Für La Libre Belgique ist der Doppelmord gestern ein kriegerischer Akt gegen die Friedensgerichte. Auch diese Zeitung geht in ihrem Leitartikel heute auf die Thematik der Sicherheitsvorkehrungen in hiesigen Gerichtsgebäuden ein. Das Drama habe sich in einem Gerichtssaal abgespielt, der nicht weit von Brüssels größtem Gerichtsgebäude an der Place Poulard entfernt liegt und von dem man immer wieder hört und kritisiert, dass es an Sicherheitsmaßnahmen dort mangele. Die Feststellung, dass das Drama sich mitten in einer Umgebung abgespielt habe, in der häusliche Zwiste mit angemessenen Lösungen geschlichtet würden und die weit von den harten Sanktionen von Strafgerichten entfernt seien, mache sprachlos, kommentiert La Libre Belgique. Auch deshalb müsse sichergestellt werden, dass die beiden Opfer von gestern, die während der Ausübung ihrer noblen Pflicht getötet wurden, nicht für weitere ähnliche Taten den Weg frei machen.

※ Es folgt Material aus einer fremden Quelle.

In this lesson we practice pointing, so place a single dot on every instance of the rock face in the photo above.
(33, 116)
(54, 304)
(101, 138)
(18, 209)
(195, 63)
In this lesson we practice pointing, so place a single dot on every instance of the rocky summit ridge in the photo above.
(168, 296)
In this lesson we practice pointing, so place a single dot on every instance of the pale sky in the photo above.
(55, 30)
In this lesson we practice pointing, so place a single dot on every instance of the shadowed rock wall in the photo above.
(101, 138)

L'Avenir sieht die Justiz im Land im Schockzustand. Die Juristen im Land seien konsterniert und würden fordern, dass vor Entscheidungen die aktuelle Situation erst einmal analysiert werde. Eine Bluttat, wie die von gestern, würde man eher in einem Strafgericht erwarten. Über Sicherheitsvorkehrungen in Friedensgerichten habe man bislang auch nicht nachgedacht, da Vorfälle wie die gestern dort noch nie vorgekommen sind.
Auch für Le Soir ist der Doppelmord von gestern mit der Tötung der Justiz aus nächster Nähe zu vergleichen. Im Leitartikel kommentiert die Brüsseler Tageszeitung den Doppelmord als etwas Unerträgliches. Der Mann, der kaltblütig zwei erfahrende Juristen erschossen habe, habe damit ein Symbol unseres Rechtsstaates angetastet. Richter ständen nicht über dem Gesetz, wie die Akte Fortis gezeigt habe. Dennoch könnten sie ihre Arbeit nur dann richtig machen, wenn sie von Beleidigungen, Bedrohungen und selbstverständlich physischer Gewalt, die hier sogar zum Tode führte, geschützt werden, meint Le Soir.

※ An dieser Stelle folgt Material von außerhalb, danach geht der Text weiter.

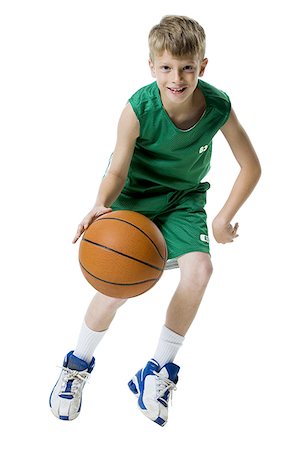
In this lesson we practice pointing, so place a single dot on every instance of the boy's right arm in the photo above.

Für La Derniere Heure zeugt die Tat von der Geringschätzung eines Menschenlebens durch den Täter. Dennoch, so schreibt die Zeitung, beabsichtige Justizminister Stefan Declerck nicht Gerichtsgebäude in Banken oder Tresorräume zu verwandeln.
Auch das Grenz-Echo hat das Blutbad in dem Brüsseler Justizgebäude auf der Titelseite und meint, dass die Tat wohl ein Racheakt für ein Urteil im Rechtsstreit um das Sorgerecht der Kinder des Täters war.
Het Laatste Nieuws spricht dann auch von einer doppelten Exekution. Die Morde seien äußerst kaltblütig geschehen. Der Todesschütze habe die beiden Opfer aus nächster Nähe mit Kopfschüssen hingerichtet. Bis es dazu kam, habe der Mann zwei Stunden lang im Gerichtssaal ausgeharrt, um dann zuzuschlagen.
De Morgen meint, dass die Gewalt gegen Friedensrichter seit Jahren zunimmt. Richter dieser Instanz klagten seit längerem über die Zunahme von Aggressionen gegen sie, doch Justizminister Declerck habe sich gestern davor gehütet vorschnelle und einfache Schlüsse zu ziehen. Ja, die Sicherheit in Gerichtsgebäuden müsse verbessert werden, zitiert De Morgen den scheidenden Minister. In erster Linie gelte dies aber für Strafrechtsangelegenheiten.
Gazet Van Antwerpen macht mit der Balkenüberschrift „Aus Rache exekutiert“ auf. Und auch dieses Blatt meint, dass unser Land nach dem Doppelmord gestern im Schockzustand sei.
Het Belang van Limburg fügt hinzu, dass es das erste Mal in der Geschichte des Landes war, dass ein Richter während einer Verhandlung im Gerichtssaal ermordet wird.